6. (a) Describe the principles of CD-spectroscopy.
Answer 6. (a). The physical principle of CD-spectroscopy involved states that the Chiral or asymmetric molecules produce a CD spectrum because they absorb left and right handed polarized light to different extents and thus are considered to be "optically active"The difference between the absorption of left and right handed circularly-polarized light and is measured as a function of wavelength. CD is measured as a quantity called mean residue ellipticity, whose units are degrees-cm2/dmol.
6. (b) What type of information can be obtained from a far- and near- UV CD spectrum, respectively?
Answer 6. (b).
i. The near-UV CD spectrum has very high sensitivity for the native state of a protein. It can be used as a fingerprint of the correctly folded conformation.
ii. The far –UV CD spectrum detects the occurrence of ordered secondary structure and can be used to guess the secondary structure .CD spectra of natively unfolded proteins, being measured in the far ultraviolet region, These values are discrete enough to differentiate them from ordered proteins.

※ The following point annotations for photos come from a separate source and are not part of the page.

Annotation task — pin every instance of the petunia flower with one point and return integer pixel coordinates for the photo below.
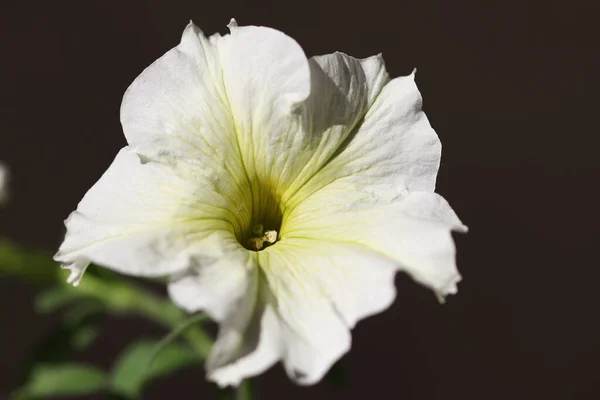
(281, 194)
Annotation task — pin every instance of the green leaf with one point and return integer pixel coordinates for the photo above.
(55, 298)
(63, 380)
(131, 371)
(67, 338)
(30, 265)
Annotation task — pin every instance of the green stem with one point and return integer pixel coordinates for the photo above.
(244, 391)
(118, 296)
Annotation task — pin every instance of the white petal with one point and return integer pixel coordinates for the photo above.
(177, 110)
(214, 285)
(245, 347)
(413, 231)
(394, 149)
(343, 89)
(145, 219)
(229, 290)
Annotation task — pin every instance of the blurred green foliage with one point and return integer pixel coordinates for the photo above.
(101, 292)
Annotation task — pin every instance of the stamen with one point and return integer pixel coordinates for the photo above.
(270, 236)
(257, 230)
(255, 243)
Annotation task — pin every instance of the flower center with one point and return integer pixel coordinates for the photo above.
(260, 238)
(264, 225)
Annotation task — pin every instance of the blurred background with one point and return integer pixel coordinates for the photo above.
(510, 87)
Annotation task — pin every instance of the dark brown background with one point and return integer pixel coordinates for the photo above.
(510, 86)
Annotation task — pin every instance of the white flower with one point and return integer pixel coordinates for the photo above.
(281, 193)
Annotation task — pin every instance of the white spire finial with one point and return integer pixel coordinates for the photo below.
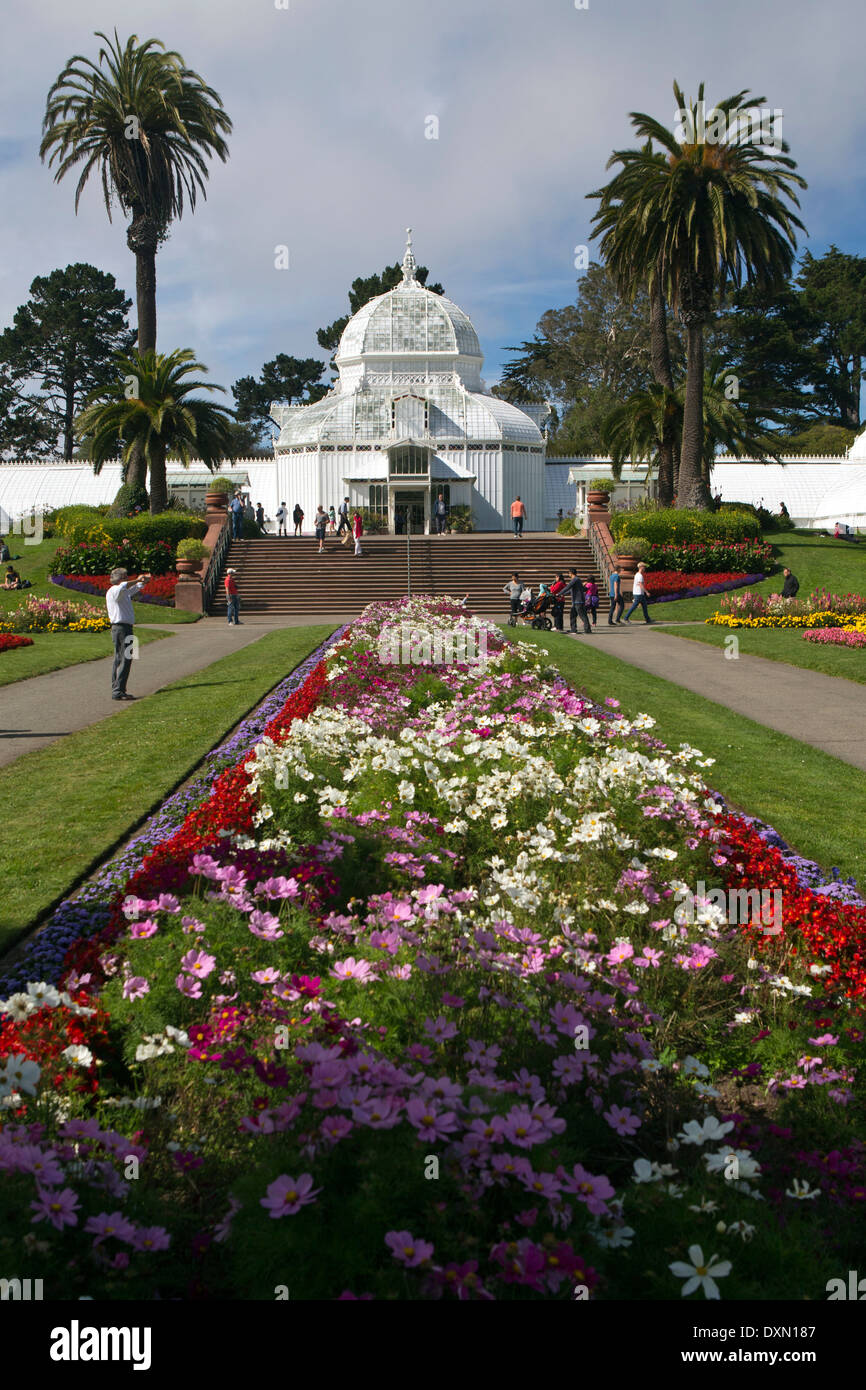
(409, 262)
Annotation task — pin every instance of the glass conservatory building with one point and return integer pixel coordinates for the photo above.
(409, 419)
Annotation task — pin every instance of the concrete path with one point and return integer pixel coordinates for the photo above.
(826, 712)
(39, 710)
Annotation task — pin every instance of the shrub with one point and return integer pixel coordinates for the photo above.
(670, 524)
(192, 549)
(129, 496)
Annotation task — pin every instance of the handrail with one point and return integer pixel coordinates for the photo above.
(217, 555)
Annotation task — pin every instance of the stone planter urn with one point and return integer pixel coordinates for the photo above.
(186, 569)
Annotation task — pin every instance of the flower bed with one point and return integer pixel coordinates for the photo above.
(438, 929)
(54, 616)
(667, 585)
(159, 590)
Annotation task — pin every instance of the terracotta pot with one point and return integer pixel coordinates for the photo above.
(598, 501)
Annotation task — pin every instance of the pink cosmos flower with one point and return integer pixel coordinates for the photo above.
(622, 1119)
(287, 1196)
(135, 987)
(56, 1207)
(409, 1251)
(198, 963)
(107, 1225)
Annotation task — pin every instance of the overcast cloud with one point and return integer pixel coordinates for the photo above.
(330, 102)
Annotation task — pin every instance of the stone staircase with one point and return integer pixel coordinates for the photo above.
(288, 576)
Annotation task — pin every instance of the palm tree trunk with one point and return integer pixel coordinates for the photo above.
(159, 491)
(690, 489)
(659, 352)
(142, 238)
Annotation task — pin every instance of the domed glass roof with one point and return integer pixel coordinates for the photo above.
(409, 321)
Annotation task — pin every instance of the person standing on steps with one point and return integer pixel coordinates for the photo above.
(118, 602)
(237, 517)
(638, 595)
(617, 602)
(574, 590)
(232, 602)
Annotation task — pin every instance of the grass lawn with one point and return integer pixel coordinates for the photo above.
(34, 563)
(53, 651)
(67, 806)
(813, 799)
(818, 562)
(783, 645)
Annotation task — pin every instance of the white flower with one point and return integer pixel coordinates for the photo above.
(699, 1273)
(799, 1189)
(78, 1055)
(698, 1132)
(740, 1158)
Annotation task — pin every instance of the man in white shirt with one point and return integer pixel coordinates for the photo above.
(638, 595)
(118, 601)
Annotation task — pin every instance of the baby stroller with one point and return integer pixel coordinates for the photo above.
(534, 610)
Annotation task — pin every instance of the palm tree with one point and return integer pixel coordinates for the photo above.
(156, 419)
(146, 124)
(695, 216)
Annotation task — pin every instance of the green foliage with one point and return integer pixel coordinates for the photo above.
(64, 341)
(192, 549)
(673, 524)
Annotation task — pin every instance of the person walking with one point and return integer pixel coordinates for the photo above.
(357, 530)
(576, 591)
(591, 592)
(638, 595)
(617, 602)
(513, 591)
(558, 594)
(232, 602)
(237, 517)
(118, 602)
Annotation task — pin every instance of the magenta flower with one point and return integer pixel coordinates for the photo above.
(622, 1119)
(198, 963)
(135, 987)
(409, 1251)
(287, 1196)
(107, 1225)
(56, 1207)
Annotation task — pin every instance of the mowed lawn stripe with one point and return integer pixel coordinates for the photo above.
(67, 806)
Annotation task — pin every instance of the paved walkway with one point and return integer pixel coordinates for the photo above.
(36, 712)
(822, 710)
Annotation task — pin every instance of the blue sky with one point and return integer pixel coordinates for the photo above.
(330, 156)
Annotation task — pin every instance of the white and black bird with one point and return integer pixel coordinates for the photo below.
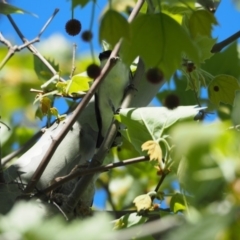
(110, 94)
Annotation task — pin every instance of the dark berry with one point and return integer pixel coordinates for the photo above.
(73, 27)
(172, 101)
(154, 75)
(216, 88)
(87, 36)
(93, 70)
(190, 67)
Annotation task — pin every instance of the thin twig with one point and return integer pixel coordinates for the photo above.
(219, 46)
(31, 47)
(73, 60)
(77, 174)
(99, 157)
(56, 141)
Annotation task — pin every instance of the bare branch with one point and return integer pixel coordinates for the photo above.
(219, 46)
(99, 157)
(77, 174)
(31, 47)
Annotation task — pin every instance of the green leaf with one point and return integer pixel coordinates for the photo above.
(129, 220)
(222, 89)
(177, 203)
(78, 84)
(146, 123)
(154, 150)
(205, 44)
(160, 41)
(143, 202)
(236, 109)
(200, 23)
(113, 27)
(42, 70)
(9, 9)
(120, 5)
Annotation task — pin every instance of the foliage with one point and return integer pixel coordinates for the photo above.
(190, 174)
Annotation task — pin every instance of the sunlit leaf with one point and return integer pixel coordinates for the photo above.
(45, 104)
(120, 5)
(222, 89)
(200, 23)
(42, 70)
(9, 9)
(236, 109)
(160, 41)
(148, 123)
(143, 202)
(154, 150)
(177, 203)
(129, 220)
(113, 27)
(78, 84)
(54, 111)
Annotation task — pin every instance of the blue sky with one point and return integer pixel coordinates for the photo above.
(227, 15)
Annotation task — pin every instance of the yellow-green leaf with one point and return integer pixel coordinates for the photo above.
(9, 9)
(177, 203)
(113, 27)
(200, 23)
(222, 89)
(54, 112)
(78, 84)
(154, 150)
(236, 109)
(143, 202)
(205, 44)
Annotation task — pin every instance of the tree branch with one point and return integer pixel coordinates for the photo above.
(99, 157)
(77, 174)
(37, 39)
(219, 46)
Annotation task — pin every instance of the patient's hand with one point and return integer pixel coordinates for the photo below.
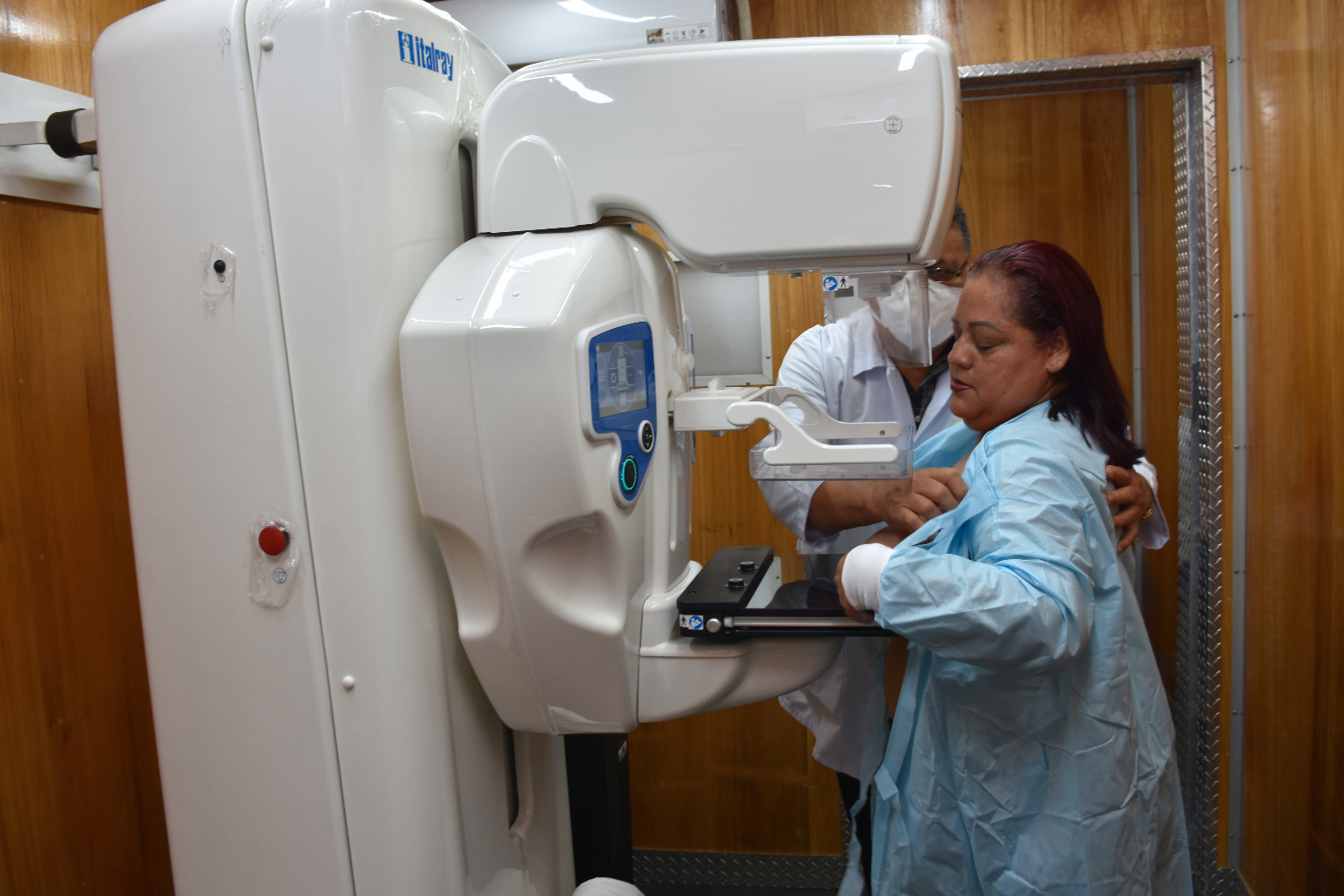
(889, 536)
(1131, 501)
(849, 610)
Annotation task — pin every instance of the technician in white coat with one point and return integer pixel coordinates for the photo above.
(847, 368)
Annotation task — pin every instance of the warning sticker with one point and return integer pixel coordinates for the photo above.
(682, 32)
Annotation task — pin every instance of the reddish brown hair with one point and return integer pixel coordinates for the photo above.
(1053, 293)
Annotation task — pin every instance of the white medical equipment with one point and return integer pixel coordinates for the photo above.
(526, 31)
(281, 179)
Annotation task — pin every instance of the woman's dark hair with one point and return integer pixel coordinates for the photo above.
(1051, 293)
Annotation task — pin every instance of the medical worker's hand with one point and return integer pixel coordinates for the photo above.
(902, 504)
(1131, 501)
(849, 610)
(908, 504)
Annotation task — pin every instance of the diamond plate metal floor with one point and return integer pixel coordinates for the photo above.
(694, 890)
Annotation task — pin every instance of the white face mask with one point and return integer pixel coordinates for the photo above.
(943, 306)
(902, 316)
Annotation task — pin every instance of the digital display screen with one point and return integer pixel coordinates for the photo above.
(620, 378)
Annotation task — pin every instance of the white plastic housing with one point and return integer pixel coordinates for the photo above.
(524, 31)
(323, 174)
(843, 152)
(566, 589)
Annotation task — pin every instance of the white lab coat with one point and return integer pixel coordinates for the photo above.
(846, 371)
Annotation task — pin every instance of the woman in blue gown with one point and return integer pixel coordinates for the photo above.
(1032, 745)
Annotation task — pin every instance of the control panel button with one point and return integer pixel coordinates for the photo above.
(273, 540)
(629, 474)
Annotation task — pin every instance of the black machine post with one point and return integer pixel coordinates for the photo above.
(599, 772)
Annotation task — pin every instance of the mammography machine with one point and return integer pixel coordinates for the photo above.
(316, 354)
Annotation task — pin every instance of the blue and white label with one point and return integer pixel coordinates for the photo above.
(426, 56)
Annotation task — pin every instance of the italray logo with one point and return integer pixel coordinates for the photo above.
(425, 56)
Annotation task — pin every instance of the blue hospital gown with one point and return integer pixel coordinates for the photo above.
(1032, 745)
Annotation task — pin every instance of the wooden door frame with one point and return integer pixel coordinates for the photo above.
(1198, 705)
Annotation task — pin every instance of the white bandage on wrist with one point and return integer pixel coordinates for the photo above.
(862, 576)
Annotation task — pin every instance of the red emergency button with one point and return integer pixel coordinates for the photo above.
(273, 540)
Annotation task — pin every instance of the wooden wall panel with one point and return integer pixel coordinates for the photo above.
(984, 31)
(1295, 632)
(80, 802)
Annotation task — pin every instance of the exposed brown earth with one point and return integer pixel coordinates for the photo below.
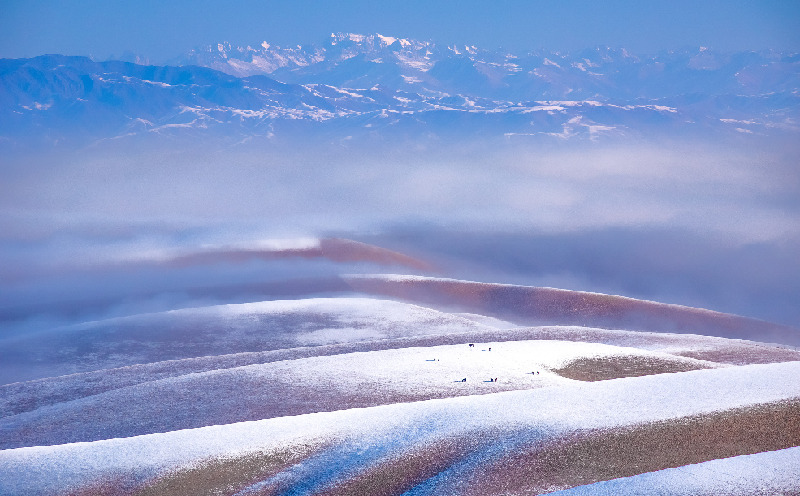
(579, 458)
(26, 396)
(593, 456)
(224, 476)
(541, 306)
(615, 367)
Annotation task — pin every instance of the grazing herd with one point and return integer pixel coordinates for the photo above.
(491, 379)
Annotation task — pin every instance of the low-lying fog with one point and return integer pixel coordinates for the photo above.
(85, 234)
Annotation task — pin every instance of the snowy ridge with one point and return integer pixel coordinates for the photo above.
(593, 405)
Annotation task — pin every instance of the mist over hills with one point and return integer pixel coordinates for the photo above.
(379, 88)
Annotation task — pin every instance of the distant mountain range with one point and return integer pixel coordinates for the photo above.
(379, 87)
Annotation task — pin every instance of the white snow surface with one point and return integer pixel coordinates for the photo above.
(605, 404)
(768, 473)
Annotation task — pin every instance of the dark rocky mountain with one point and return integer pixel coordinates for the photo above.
(379, 87)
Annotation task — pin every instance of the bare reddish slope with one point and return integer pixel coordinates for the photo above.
(536, 306)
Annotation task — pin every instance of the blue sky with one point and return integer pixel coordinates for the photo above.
(161, 30)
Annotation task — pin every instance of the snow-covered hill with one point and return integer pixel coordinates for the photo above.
(435, 385)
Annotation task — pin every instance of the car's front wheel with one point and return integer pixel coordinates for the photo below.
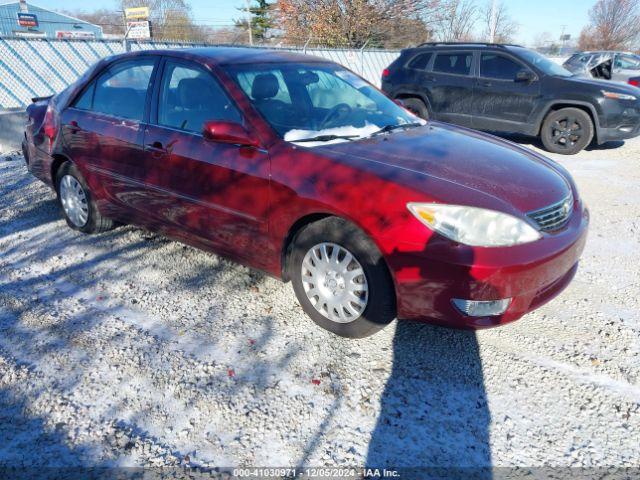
(341, 279)
(77, 204)
(567, 131)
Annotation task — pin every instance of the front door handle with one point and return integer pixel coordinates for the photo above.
(74, 127)
(156, 147)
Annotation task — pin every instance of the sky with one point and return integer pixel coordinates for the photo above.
(533, 16)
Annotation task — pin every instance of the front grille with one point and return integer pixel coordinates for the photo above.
(555, 216)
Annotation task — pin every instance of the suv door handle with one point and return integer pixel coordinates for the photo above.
(74, 127)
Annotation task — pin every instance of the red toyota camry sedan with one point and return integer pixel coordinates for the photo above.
(296, 166)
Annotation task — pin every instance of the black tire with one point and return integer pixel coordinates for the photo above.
(416, 106)
(567, 131)
(95, 223)
(381, 305)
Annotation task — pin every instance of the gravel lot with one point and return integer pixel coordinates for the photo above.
(127, 348)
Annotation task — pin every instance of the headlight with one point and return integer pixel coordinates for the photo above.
(618, 96)
(477, 227)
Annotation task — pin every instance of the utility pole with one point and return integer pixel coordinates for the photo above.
(247, 3)
(563, 38)
(493, 21)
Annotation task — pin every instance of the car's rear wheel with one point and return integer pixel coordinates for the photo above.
(567, 131)
(341, 280)
(416, 106)
(77, 203)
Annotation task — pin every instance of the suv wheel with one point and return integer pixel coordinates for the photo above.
(567, 131)
(416, 106)
(341, 280)
(77, 204)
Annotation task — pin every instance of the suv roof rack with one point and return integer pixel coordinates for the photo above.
(469, 44)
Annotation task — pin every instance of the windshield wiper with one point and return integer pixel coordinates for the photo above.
(326, 138)
(390, 128)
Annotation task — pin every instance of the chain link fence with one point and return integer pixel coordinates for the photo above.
(32, 67)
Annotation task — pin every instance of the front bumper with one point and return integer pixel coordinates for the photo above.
(530, 275)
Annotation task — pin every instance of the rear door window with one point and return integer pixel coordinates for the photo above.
(85, 101)
(458, 63)
(122, 90)
(190, 97)
(497, 66)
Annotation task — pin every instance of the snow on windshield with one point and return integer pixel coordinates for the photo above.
(358, 132)
(293, 135)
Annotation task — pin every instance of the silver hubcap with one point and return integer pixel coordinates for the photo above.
(74, 201)
(334, 282)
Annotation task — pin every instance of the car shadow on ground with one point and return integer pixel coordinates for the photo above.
(434, 410)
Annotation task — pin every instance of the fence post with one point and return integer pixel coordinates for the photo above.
(362, 57)
(304, 49)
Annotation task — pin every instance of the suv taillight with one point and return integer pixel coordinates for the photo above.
(50, 126)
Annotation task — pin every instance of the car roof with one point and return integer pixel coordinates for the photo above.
(465, 45)
(234, 55)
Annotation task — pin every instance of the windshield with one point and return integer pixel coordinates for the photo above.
(319, 103)
(541, 62)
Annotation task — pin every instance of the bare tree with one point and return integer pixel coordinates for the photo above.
(614, 25)
(454, 20)
(355, 22)
(505, 27)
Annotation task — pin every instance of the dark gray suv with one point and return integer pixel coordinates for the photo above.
(514, 90)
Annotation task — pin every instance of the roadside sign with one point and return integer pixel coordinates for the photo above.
(137, 13)
(139, 29)
(27, 19)
(76, 34)
(22, 33)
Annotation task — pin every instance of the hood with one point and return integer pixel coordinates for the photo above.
(471, 159)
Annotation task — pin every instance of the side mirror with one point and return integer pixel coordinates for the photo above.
(525, 76)
(228, 132)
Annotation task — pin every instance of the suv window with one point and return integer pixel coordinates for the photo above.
(420, 61)
(499, 67)
(190, 96)
(122, 90)
(456, 63)
(330, 90)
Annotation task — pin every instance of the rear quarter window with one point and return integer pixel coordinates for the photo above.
(454, 63)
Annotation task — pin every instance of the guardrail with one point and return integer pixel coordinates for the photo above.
(35, 67)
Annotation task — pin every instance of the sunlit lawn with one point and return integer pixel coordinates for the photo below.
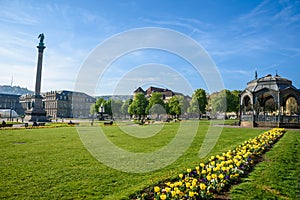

7. Interactions between biomolecules can be studied using several different techniques mentioned during this course. Suppose you would like to study the interaction between a DNA-binding protein and DNA. How would you characterize this interaction in detail? Describe the experiment(s) you have in mind.
Answer 7.
1. Chromatin Immunoprecipitation (ChIP) Assays: The ChIP method can be used to screen transcriptional regulation through histone modification (epigenetics) or transcription factor-DNA binding interactions. The ChIP assay method permits study of DNA-Protein interactions in living cells by considering the cells with formaldehyde or other crosslinking reagents in order to stabilize the interactions for downstream purification and detection. It can be used to do quantitative study when coupled with qPCR investigation.
2. DNA Electrophoretic Mobility Shift Assay (EMSA): It is used to investigate the proteins binding to known DNA oligonucleotide probes and can be used to evaluate the ability of affinity or specificity of the interface. The method is built on the statement that protein-DNA complexes migrate more gently than free DNA molecules when exposed to non-denaturing polyacrylamide or agarose gel electrophoresis.
3. Reporter Assays: It delivers a real-time in vivo read-out of translational movement for a promoter of interest. Reporter genes are fusions of a target promoter DNA sequence and a reporter gene DNA sequence. Here we can incorporate the reporters such as firefly luciferase, Renilla luciferase or alkaline phosphatase. This technique detects real-time data and it’s a potent tool for mutational analysis of promoters which is adaptable to high-throughput screening.